For the control policy I am deploying Octo - a widely applicable generalist policies for robotic manipulation [3]. The Octo model is a transformer-based diffusion policy, pretrained on 800k robot episodes from the Open X-Embodiment dataset [2]. It supports flexible task and observation definitions and can be quickly finetuned to new observation and action spaces. The Octo Model Team introduced two initial versions of Octo, Octo-Small (27M parameters) and Octo-Base (93M parameters).
I am using the simulated ALOHA cube handover dataset aloha_sim_cube_scripted_dataset. It includes 48 expert demonstrations. The dataset can be found here: https://rail.eecs.berkeley.edu/datasets/.
The model was trained for 25000 steps with a batch size of 128 (Octo-Small) and 64 (Octo-Base) using a TPU v3-8 pod, which took around 3 hours and cost around $20 per run. The training history can be found here: https://wandb.ai/j4nn1k/octo-finetuning.
I evaluated the finetuned model on my desktop computer which used a RTX 3070 for inference.

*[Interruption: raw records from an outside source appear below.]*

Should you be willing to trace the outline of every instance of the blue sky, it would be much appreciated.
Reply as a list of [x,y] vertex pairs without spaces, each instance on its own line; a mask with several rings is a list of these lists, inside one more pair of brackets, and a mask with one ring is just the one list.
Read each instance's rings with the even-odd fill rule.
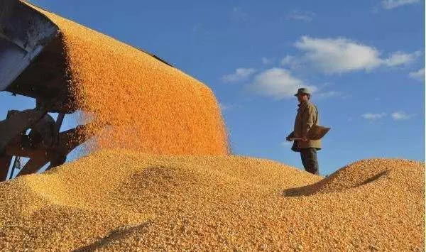
[[[425,160],[422,1],[33,3],[206,83],[236,155],[301,168],[285,138],[297,109],[293,94],[309,87],[321,124],[332,127],[318,153],[321,174],[364,158]],[[0,94],[1,118],[33,106]]]

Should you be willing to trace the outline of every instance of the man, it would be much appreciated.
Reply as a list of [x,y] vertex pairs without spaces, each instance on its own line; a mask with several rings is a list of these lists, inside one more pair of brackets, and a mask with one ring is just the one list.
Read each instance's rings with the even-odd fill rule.
[[[295,120],[295,128],[287,141],[292,138],[300,138],[295,140],[295,151],[300,152],[300,158],[305,170],[310,173],[318,175],[319,167],[317,160],[317,150],[321,149],[321,140],[310,140],[307,133],[312,125],[319,124],[318,111],[315,105],[310,102],[310,93],[307,88],[300,88],[295,94],[299,101],[299,109]],[[295,150],[294,148],[292,150]]]

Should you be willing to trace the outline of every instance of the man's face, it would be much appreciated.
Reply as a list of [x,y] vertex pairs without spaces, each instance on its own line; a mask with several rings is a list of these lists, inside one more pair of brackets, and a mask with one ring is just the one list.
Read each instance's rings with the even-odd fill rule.
[[307,102],[307,100],[308,100],[307,94],[297,94],[297,100],[299,101],[300,103],[301,103],[302,102]]

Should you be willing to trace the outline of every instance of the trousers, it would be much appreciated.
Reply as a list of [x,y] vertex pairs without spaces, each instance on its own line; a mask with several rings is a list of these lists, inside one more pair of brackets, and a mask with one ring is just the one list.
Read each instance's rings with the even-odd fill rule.
[[300,158],[305,170],[312,174],[319,174],[320,168],[318,166],[318,160],[317,159],[316,148],[306,148],[300,149]]

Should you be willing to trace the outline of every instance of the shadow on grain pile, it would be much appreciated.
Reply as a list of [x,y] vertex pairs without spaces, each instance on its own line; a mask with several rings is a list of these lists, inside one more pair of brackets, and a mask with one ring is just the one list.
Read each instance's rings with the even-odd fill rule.
[[104,150],[0,184],[0,250],[422,251],[424,175],[398,159],[323,178],[248,157]]

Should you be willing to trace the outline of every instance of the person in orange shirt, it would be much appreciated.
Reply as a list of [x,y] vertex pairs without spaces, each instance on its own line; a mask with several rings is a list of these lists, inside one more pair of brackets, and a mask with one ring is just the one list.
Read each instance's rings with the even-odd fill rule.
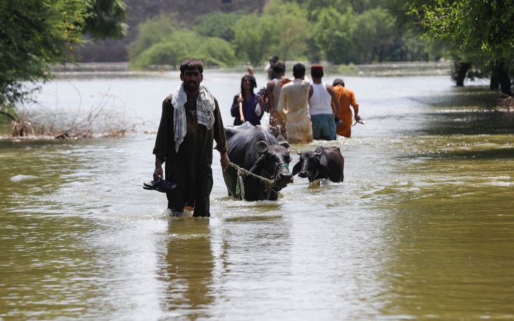
[[[359,104],[355,100],[355,95],[353,91],[345,88],[344,81],[342,79],[335,79],[332,86],[334,87],[341,105],[339,119],[344,122],[344,124],[339,123],[337,126],[337,135],[349,137],[351,135],[352,126],[352,112],[350,105],[353,107],[355,121],[359,121],[360,120],[360,116],[358,115]],[[334,110],[333,105],[332,107]]]

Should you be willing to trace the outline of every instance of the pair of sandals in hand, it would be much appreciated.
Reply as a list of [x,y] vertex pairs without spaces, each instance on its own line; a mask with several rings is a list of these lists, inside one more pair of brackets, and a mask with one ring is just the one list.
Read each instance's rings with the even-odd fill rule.
[[142,188],[145,190],[155,190],[161,193],[171,192],[175,187],[176,184],[165,181],[161,177],[155,181],[148,181],[142,184]]

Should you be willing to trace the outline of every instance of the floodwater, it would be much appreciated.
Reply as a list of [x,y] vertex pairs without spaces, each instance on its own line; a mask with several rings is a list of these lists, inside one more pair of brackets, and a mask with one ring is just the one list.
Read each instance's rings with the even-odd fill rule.
[[[342,76],[366,124],[291,154],[339,146],[344,181],[235,200],[215,152],[210,218],[141,186],[178,73],[45,85],[32,108],[139,133],[0,140],[0,320],[514,319],[512,112],[446,75]],[[205,72],[226,124],[240,77]]]

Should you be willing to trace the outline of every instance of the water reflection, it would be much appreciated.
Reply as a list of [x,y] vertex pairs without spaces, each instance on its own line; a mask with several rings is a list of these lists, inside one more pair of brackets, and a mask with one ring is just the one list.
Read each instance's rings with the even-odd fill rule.
[[168,223],[167,251],[159,262],[165,285],[161,305],[172,316],[208,318],[214,300],[209,219],[175,218]]
[[[206,80],[227,123],[235,76]],[[339,147],[344,181],[238,201],[214,157],[209,220],[170,218],[141,188],[153,135],[0,141],[0,319],[514,318],[511,113],[478,110],[447,77],[345,80],[366,125],[291,153]],[[113,91],[154,130],[170,82]],[[76,101],[61,84],[51,94]]]

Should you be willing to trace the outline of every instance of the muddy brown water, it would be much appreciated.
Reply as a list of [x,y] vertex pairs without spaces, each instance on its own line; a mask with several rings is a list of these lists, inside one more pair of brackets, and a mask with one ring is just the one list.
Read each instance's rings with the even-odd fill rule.
[[[240,76],[205,72],[226,124]],[[342,77],[366,124],[292,164],[338,146],[344,181],[235,200],[215,154],[210,219],[141,187],[176,73],[45,85],[28,108],[139,133],[0,140],[0,320],[514,319],[513,115],[448,76]]]

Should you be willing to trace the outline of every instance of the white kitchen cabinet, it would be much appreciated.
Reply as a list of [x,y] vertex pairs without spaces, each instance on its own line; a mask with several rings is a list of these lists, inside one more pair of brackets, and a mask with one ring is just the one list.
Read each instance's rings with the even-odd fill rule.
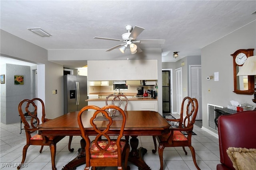
[[113,85],[113,81],[90,81],[89,84],[90,86],[112,86]]
[[145,80],[145,86],[155,85],[156,80]]
[[126,80],[126,86],[141,86],[141,80]]
[[[150,110],[158,111],[157,100],[128,100],[127,110]],[[105,101],[89,101],[88,105],[97,106],[100,107],[106,106]],[[124,108],[125,102],[122,102],[121,108]]]

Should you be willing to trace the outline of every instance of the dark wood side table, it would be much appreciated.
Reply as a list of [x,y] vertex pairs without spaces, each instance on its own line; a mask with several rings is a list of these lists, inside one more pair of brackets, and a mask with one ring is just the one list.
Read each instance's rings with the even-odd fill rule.
[[220,115],[228,115],[236,113],[238,113],[241,111],[237,111],[236,110],[232,110],[231,109],[228,109],[228,107],[224,107],[222,108],[214,109],[215,111],[216,111],[216,116],[215,119],[214,119],[214,122],[215,122],[215,125],[218,127],[218,118]]

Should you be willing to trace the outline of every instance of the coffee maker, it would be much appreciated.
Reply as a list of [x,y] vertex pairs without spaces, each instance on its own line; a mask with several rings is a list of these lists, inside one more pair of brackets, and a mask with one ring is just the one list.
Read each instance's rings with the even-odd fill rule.
[[138,93],[137,94],[137,95],[143,95],[144,91],[143,91],[143,87],[138,87],[137,88],[137,90],[138,90]]

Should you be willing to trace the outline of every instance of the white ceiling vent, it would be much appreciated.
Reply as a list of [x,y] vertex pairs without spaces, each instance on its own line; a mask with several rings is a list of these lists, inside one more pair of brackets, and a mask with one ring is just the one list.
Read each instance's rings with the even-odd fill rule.
[[36,34],[39,35],[41,37],[50,37],[50,36],[52,36],[40,28],[28,28],[28,29],[36,33]]

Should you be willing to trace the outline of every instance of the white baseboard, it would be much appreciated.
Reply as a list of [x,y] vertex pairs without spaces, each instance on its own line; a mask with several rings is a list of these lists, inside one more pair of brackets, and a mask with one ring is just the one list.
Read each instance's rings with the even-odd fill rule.
[[[202,129],[202,130],[204,130],[206,132],[212,135],[212,136],[216,137],[218,139],[219,139],[219,135],[218,135],[218,133],[216,133],[213,132],[212,131],[210,131],[208,129],[206,128],[205,127],[204,127],[203,126],[202,126],[202,128],[201,129]],[[217,133],[218,133],[218,132],[217,132]]]

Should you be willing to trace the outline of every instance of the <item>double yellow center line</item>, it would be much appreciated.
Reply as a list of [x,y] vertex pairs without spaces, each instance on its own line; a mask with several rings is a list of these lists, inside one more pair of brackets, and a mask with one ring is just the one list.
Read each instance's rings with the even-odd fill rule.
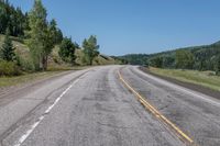
[[136,92],[122,77],[121,72],[118,70],[119,79],[125,85],[125,87],[131,90],[138,100],[158,120],[161,120],[164,124],[169,126],[172,131],[180,138],[186,145],[198,146],[194,143],[194,141],[187,136],[179,127],[177,127],[174,123],[172,123],[167,117],[165,117],[156,108],[154,108],[150,102],[146,101],[139,92]]

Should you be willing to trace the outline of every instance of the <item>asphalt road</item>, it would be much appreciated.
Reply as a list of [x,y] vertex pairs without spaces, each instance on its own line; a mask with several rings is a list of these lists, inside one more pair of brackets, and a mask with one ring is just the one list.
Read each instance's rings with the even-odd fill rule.
[[220,144],[220,102],[132,66],[74,71],[0,99],[2,146],[184,146],[119,80],[201,146]]

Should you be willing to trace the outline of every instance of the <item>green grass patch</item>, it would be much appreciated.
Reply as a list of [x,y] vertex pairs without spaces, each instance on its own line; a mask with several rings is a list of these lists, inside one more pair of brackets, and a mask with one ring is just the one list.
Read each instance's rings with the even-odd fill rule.
[[161,69],[151,67],[150,70],[156,75],[174,78],[184,82],[190,82],[220,91],[220,77],[213,71],[197,71],[182,69]]

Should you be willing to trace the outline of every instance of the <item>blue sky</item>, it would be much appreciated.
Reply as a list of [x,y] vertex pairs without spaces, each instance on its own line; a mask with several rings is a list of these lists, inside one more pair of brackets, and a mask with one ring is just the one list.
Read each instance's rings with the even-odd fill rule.
[[[10,0],[29,11],[33,0]],[[107,55],[157,53],[220,40],[220,0],[43,0],[66,36],[98,37]]]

With Octo-Small I was able to achieve a success rate of around 75%.
In this project I demonstrated how finetuning can be used to adapt a generalist control policy to a new environment. With only 48 demonstrations I was able to tune the control policy to a new observation (top camera image and proprioception) and action space (bi-manual joint control).
[1] Learning Fine-Grained Bimanual Manipulation with Low-Cost Hardware introduces ALOHA and ACT. ALOHA is a low-cost open-source hardware system for bimanual teleoperation. ACT (Action Chunking with Transformers) predicts a sequence of actions ("an action chunk") instead of a single action like standard Behavior Cloning.
[2] Open X-Embodiment: Robotic Learning Datasets and RT-X Models introduces the largest open-source real robot dataset to date.
[3] Octo: An Open-Source Generalist Robot Policy introduces an ongoing effort for building open-source, widely applicable generalist policies for robotic manipulation. The Octo model is a transformer-based diffusion policy, pretrained on 800k robot episodes from the Open X-Embodiment dataset.